The auto_stop_machines = "suspend" setting is key for cost control. Fly suspends idle machines to memory instead of stopping them completely. Resume time is ~300ms (vs ~2s for a full start), and suspended machines cost nothing for compute — only memory.

Step 2 — Set Up Multi-Region PostgreSQL

For a side project with 2,000 users, a managed PostgreSQL with read replicas is overkill. Instead, Jonas uses Neon with connection pooling — the serverless driver handles cold starts, and Fly's private networking keeps latency low.

typescript

// src/lib/db.ts — Database client with region-aware routing.
// Reads go to the nearest Neon endpoint (via connection pooling).
// Writes go to the primary region using Fly-Replay header.

import { Pool } from "pg";
import { drizzle } from "drizzle-orm/node-postgres";
import * as schema from "./schema";

// Neon pooled connection for read queries
const pool = new Pool({
  connectionString: process.env.DATABASE_URL,
  max: 5,                 // Low pool size — Fly machines are small
  idleTimeoutMillis: 10000,
});

export const db = drizzle(pool, { schema });

// Graceful shutdown
process.on("SIGTERM", () => pool.end());

typescript

// src/middleware.ts — Route write requests to the primary region.
// Fly's Anycast routes users to the nearest region.
// For GET requests (reads), the nearest region handles them.
// For POST/PUT/DELETE (writes), we replay to the primary region
// where the database primary lives.

import { NextResponse } from "next/server";
import type { NextRequest } from "next/server";

export function middleware(request: NextRequest) {
  const method = request.method;
  const region = process.env.FLY_REGION || "iad";
  const primaryRegion = process.env.PRIMARY_REGION || "iad";

  // If this is a write request and we're not in the primary region,
  // tell Fly Proxy to replay it to the primary region
  if (method !== "GET" && method !== "HEAD" && region !== primaryRegion) {
    return new NextResponse(null, {
      status: 409,
      headers: {
        "fly-replay": `region=${primaryRegion}`,
      },
    });
  }

  return NextResponse.next();
}

export const config = {
  matcher: "/api/:path*",   // Only apply to API routes
};

The fly-replay header tells Fly's proxy layer to transparently replay the request to a machine in the specified region.

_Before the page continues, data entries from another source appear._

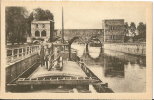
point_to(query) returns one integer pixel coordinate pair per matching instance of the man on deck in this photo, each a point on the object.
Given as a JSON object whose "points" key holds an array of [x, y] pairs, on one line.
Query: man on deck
{"points": [[42, 55]]}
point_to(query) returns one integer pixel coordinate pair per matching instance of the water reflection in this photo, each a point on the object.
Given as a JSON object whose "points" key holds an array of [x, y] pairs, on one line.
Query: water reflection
{"points": [[123, 72]]}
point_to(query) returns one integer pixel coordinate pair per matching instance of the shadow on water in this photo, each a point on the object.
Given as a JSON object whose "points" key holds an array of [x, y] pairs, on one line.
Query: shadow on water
{"points": [[118, 69]]}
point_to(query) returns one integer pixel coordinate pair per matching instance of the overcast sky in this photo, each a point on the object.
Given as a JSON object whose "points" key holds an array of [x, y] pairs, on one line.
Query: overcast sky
{"points": [[90, 16]]}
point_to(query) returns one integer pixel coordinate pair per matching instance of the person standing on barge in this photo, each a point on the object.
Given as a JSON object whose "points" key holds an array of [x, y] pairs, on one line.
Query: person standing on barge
{"points": [[42, 55]]}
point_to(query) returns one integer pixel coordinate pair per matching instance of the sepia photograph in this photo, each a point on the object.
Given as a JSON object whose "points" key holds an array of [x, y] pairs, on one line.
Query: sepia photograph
{"points": [[76, 47]]}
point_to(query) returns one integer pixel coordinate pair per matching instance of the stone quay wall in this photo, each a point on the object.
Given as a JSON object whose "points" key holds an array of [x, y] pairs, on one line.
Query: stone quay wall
{"points": [[129, 48]]}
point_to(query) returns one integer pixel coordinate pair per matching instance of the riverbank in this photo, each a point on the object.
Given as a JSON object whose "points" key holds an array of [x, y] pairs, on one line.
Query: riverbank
{"points": [[129, 48]]}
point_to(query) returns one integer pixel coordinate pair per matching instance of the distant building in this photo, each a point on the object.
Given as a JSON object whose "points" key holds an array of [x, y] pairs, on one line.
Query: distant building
{"points": [[114, 30], [84, 34], [42, 30]]}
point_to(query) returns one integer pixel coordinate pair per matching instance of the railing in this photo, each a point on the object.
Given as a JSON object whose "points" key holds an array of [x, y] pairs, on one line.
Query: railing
{"points": [[17, 54]]}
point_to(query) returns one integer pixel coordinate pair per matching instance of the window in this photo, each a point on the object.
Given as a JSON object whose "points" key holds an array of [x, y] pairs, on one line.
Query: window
{"points": [[43, 25], [36, 25], [37, 33], [43, 33]]}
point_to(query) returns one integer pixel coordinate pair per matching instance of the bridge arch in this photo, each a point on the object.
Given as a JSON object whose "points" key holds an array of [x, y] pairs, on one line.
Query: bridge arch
{"points": [[87, 48], [87, 43]]}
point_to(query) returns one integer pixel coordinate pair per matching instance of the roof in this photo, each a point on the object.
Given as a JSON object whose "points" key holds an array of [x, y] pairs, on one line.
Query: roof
{"points": [[44, 22]]}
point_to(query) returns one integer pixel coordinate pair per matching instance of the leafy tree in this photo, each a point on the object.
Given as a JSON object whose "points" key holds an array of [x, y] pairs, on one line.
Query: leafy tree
{"points": [[141, 28], [133, 28], [15, 24], [39, 14]]}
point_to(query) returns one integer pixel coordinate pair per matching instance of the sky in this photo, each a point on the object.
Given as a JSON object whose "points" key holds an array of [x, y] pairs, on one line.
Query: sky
{"points": [[90, 15]]}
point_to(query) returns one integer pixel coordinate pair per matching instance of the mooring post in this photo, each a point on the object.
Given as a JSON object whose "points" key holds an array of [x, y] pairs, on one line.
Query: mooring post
{"points": [[69, 48]]}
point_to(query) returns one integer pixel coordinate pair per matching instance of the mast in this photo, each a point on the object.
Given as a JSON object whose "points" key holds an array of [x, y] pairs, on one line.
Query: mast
{"points": [[62, 26]]}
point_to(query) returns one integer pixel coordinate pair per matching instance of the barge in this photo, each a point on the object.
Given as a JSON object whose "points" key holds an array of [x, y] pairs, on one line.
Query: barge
{"points": [[73, 77]]}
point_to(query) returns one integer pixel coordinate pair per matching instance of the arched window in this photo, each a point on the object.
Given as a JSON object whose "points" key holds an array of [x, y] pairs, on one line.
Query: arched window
{"points": [[37, 33], [43, 33]]}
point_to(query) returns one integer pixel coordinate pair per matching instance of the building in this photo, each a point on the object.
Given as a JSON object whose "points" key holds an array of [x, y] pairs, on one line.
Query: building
{"points": [[84, 34], [114, 30], [42, 30]]}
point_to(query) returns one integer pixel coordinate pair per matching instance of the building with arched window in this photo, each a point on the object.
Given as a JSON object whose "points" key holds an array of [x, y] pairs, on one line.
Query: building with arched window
{"points": [[114, 30], [42, 30]]}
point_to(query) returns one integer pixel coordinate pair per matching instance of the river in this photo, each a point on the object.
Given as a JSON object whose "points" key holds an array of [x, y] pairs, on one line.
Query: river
{"points": [[123, 72]]}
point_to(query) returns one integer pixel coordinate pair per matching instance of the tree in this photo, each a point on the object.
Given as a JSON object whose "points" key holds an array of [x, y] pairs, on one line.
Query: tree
{"points": [[141, 28], [133, 28], [16, 24], [39, 14]]}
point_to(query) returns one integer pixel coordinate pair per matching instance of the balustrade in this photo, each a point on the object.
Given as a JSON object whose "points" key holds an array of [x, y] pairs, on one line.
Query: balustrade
{"points": [[16, 54]]}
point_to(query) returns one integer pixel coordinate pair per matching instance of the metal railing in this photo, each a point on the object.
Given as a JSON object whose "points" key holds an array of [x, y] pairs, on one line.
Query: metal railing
{"points": [[17, 54]]}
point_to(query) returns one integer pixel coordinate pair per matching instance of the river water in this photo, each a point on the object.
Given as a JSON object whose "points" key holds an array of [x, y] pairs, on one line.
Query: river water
{"points": [[123, 72]]}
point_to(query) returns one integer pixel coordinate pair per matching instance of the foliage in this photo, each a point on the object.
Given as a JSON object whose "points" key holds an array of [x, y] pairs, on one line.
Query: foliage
{"points": [[39, 14], [132, 28], [16, 24]]}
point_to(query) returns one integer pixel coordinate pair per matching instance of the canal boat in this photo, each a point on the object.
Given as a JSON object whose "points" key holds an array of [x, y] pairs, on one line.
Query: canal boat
{"points": [[73, 77]]}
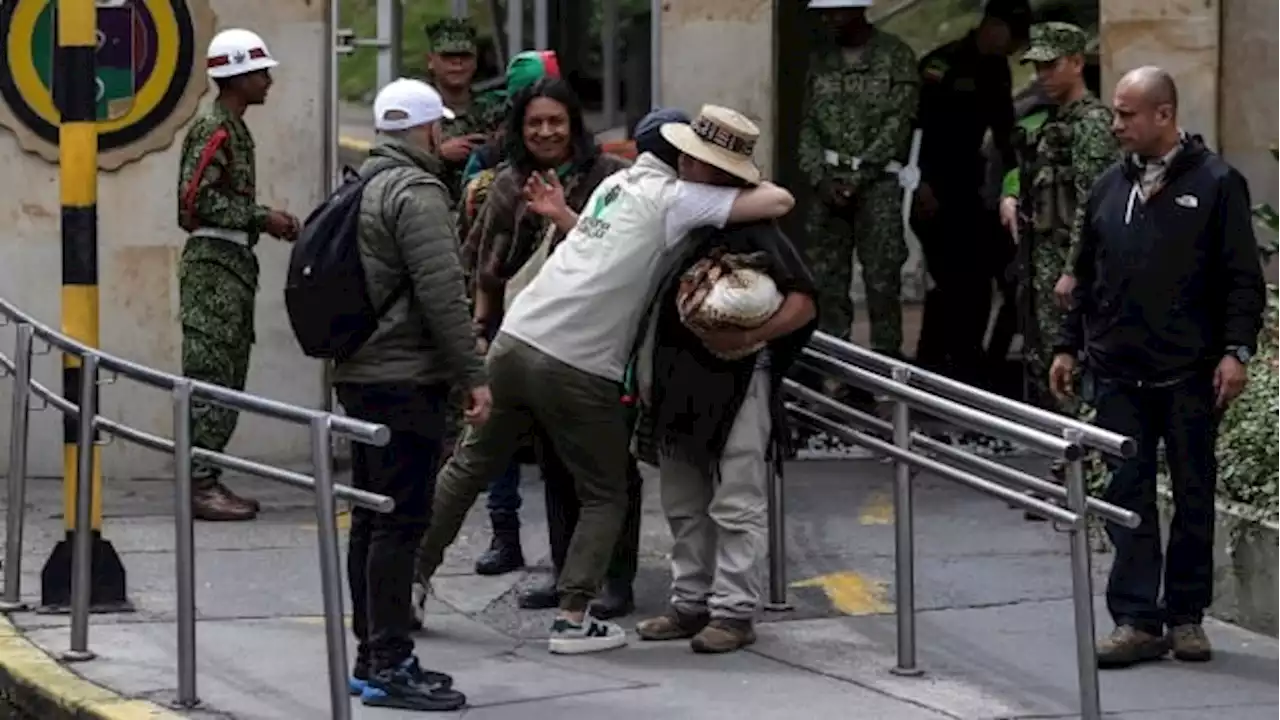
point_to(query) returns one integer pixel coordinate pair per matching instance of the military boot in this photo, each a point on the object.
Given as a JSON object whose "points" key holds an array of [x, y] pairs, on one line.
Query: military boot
{"points": [[504, 554], [616, 601], [214, 502]]}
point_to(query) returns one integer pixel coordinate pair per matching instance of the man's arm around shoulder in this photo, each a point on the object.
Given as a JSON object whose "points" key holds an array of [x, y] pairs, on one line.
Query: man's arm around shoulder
{"points": [[421, 219], [764, 201]]}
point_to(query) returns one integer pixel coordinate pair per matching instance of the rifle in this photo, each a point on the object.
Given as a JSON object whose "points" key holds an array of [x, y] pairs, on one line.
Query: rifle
{"points": [[1024, 272]]}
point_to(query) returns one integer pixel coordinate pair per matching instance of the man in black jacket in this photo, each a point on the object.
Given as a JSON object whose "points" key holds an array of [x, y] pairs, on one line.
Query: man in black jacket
{"points": [[1166, 311]]}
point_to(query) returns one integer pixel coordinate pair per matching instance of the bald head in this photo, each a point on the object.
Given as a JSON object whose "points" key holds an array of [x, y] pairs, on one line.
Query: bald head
{"points": [[1146, 112], [1152, 85]]}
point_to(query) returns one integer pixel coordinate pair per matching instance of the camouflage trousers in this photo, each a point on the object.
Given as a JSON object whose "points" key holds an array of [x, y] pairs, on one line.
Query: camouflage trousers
{"points": [[871, 226], [1040, 358], [216, 310]]}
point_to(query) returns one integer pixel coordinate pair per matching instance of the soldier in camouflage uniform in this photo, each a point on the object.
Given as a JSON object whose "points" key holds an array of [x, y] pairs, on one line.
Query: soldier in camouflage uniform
{"points": [[451, 68], [1057, 165], [218, 276], [862, 92]]}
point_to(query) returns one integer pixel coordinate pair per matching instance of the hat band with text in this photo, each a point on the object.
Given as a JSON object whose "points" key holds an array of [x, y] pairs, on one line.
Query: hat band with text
{"points": [[716, 133]]}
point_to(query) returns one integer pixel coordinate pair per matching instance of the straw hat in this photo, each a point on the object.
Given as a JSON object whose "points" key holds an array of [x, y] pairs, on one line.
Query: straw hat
{"points": [[718, 137]]}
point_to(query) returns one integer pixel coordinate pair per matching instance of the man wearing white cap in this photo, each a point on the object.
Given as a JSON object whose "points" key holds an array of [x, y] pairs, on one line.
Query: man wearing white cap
{"points": [[218, 277], [560, 359], [401, 378]]}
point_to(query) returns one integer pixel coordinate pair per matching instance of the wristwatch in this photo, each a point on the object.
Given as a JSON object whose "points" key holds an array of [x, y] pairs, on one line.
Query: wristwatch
{"points": [[1240, 352]]}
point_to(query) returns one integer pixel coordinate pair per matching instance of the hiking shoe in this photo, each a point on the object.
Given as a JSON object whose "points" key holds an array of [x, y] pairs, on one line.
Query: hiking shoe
{"points": [[504, 555], [589, 636], [1129, 646], [723, 634], [1189, 643], [672, 625], [420, 593], [408, 687]]}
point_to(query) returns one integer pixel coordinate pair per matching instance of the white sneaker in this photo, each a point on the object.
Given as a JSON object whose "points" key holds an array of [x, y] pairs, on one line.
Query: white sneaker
{"points": [[420, 605], [588, 636]]}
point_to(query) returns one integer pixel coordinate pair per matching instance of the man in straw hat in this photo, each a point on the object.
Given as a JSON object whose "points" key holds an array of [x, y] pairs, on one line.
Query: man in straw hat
{"points": [[558, 361], [713, 423]]}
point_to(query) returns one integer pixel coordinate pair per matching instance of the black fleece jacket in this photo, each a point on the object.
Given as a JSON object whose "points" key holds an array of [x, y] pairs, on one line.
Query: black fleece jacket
{"points": [[1168, 286]]}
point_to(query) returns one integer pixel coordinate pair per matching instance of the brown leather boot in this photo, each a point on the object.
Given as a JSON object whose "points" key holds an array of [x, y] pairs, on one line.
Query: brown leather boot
{"points": [[216, 504]]}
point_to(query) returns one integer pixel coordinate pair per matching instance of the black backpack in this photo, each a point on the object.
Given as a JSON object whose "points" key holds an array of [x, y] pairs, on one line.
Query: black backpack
{"points": [[325, 292]]}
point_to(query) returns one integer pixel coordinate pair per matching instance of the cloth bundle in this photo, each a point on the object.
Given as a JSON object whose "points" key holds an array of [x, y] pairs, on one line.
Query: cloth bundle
{"points": [[727, 291]]}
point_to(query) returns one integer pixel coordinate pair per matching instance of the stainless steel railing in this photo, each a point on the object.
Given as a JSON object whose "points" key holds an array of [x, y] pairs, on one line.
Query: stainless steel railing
{"points": [[324, 427], [910, 388]]}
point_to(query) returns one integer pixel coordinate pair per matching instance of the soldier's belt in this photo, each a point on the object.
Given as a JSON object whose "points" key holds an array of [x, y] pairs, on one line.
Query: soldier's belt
{"points": [[238, 237], [908, 176]]}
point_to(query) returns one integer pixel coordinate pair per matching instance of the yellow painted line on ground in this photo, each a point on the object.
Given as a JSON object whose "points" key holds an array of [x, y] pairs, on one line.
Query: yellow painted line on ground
{"points": [[877, 510], [355, 144], [851, 593], [318, 620], [41, 684]]}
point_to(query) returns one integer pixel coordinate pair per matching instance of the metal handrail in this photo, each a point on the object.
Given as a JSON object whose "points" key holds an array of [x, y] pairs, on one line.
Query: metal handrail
{"points": [[360, 431], [977, 410], [949, 409], [324, 427], [977, 464], [356, 496], [1092, 436]]}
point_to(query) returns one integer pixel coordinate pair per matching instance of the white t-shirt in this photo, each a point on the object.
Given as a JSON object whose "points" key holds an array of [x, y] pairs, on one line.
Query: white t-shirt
{"points": [[584, 306]]}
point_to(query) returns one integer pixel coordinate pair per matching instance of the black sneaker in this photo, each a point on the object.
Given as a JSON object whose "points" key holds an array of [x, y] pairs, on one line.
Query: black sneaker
{"points": [[408, 687], [359, 679], [588, 636]]}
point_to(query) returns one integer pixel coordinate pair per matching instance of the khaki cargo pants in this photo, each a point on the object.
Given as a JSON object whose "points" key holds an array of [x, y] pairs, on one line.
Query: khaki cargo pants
{"points": [[720, 525], [584, 419]]}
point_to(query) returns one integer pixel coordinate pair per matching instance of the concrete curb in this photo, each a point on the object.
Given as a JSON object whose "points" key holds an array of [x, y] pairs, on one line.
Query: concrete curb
{"points": [[37, 684]]}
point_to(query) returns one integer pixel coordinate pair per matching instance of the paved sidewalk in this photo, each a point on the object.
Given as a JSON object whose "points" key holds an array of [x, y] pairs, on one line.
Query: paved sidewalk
{"points": [[995, 623]]}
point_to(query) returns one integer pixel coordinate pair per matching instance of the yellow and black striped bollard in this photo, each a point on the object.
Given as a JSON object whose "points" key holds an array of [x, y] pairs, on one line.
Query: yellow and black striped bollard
{"points": [[76, 96]]}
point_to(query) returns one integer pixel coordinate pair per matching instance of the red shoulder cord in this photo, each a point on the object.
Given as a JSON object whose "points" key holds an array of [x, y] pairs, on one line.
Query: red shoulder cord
{"points": [[206, 159]]}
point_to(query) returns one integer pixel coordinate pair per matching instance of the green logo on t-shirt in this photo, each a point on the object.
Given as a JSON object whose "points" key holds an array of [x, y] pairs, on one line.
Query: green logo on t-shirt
{"points": [[594, 224]]}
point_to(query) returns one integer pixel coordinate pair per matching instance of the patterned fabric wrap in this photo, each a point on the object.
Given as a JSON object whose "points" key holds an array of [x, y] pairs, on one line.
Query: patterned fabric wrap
{"points": [[727, 291]]}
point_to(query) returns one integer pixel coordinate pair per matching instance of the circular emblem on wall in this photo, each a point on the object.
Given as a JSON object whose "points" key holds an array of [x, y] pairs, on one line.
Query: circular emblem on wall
{"points": [[150, 74]]}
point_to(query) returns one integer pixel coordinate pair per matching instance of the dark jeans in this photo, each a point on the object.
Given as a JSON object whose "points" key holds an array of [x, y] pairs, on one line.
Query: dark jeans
{"points": [[563, 507], [382, 546], [959, 246], [1184, 417]]}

The client never sees the 409 — Fly handles the replay internally. From the user's perspective, the write request just takes an extra ~80ms of cross-region latency.

Step 3 — Deploy to Multiple Regions

bash

# Initial deployment
fly deploy

# Scale to 3 regions: US East, Frankfurt, Tokyo
fly scale count 1 --region iad    # US East (primary — database writes)
fly scale count 1 --region fra    # Frankfurt (Europe)
fly scale count 1 --region nrt    # Tokyo (Asia)

# Set secrets (encrypted, injected as env vars)
fly secrets set DATABASE_URL="postgres://user:pass@ep-xxx-pooler.us-east-2.aws.neon.tech/habits?sslmode=require"
fly secrets set PRIMARY_REGION="iad"
fly secrets set NEXTAUTH_SECRET="$(openssl rand -base64 32)"

# Verify deployment
fly status

typescript

// src/app/api/health/route.ts — Health check endpoint.
// Returns the current region for debugging multi-region routing.

import { NextResponse } from "next/server";

export async function GET() {
  return NextResponse.json({
    status: "ok",
    region: process.env.FLY_REGION || "unknown",
    machine: process.env.FLY_MACHINE_ID || "unknown",
    timestamp: new Date().toISOString(),
  });
}

Step 4 — Add Caching for Read-Heavy Pages

The dashboard page loads habits and streaks — data that changes at most once per day (when the user checks off a habit). Caching this response at the edge eliminates database queries for 95% of page loads.

typescript

// src/app/dashboard/page.tsx — Server component with cache control.
// Next.js revalidates this page at most once per 60 seconds.
// Combined with Fly's edge proximity, users see cached data in <20ms.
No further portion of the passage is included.